Deep Learning Project

Comparing CNNs, RNNs and Transformers on sequential data

Timeline

Compute

You can choose among 2 options:

Context

Temporal data is everywhere. Being able to leverage sequential data is thus an important challenge. In this course, we saw three types of neural networks: CNNs, RNNs and Transformers. The goal of this project is to present a rigorous quantitative comparison of the performance of each of the three approaches to handle temporal data.

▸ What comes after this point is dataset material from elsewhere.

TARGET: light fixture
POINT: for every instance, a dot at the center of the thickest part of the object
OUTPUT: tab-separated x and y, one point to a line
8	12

The broad question you will have to answer in this project is: How do the three types of architectures compare on a given sequential dataset? You will select different architectures and hyperparameters for the three classes of models in order to provide a rigorous and fair comparison. Such scientific comparative study is very valuable when starting a project dealing with a new dataset. Comparing different approaches fairly and rigorously will help you pick the best one.

Dataset

In this project, you will have to compare CNN, RNN and Transformer models on the task of binary movie review sentiment classification, i.e. given a textual review of a movie, predicting whether the given review is positive or negative. You will use the Large Movie Review Dataset. From the previous link, you can download the dataset and access a README to learn about the structure of the dataset folder.

Project milestones

At the beginning of the project, you should spend some time on the literature. Each member in the group should select and read at least one research paper that is relevant and presents a method that could be applied to your problem. Such related work should be presented in your written report.

Text to vectors

In the project, you will need to convert textual reviews to vectors. You are asked to compare different approaches to do so. This comparison will be presented in the final report, along with the details of your data pre-processing pipeline.

CNN vs RNN vs Transformer

As already mentionned, the core question you will try to answer is the following: What works best between CNNs, RNNs and Transformers on this particular dataset? You should not compare only one model of each, but rather pick different variants and hyperparameters to provide a fair and rigorous comparison.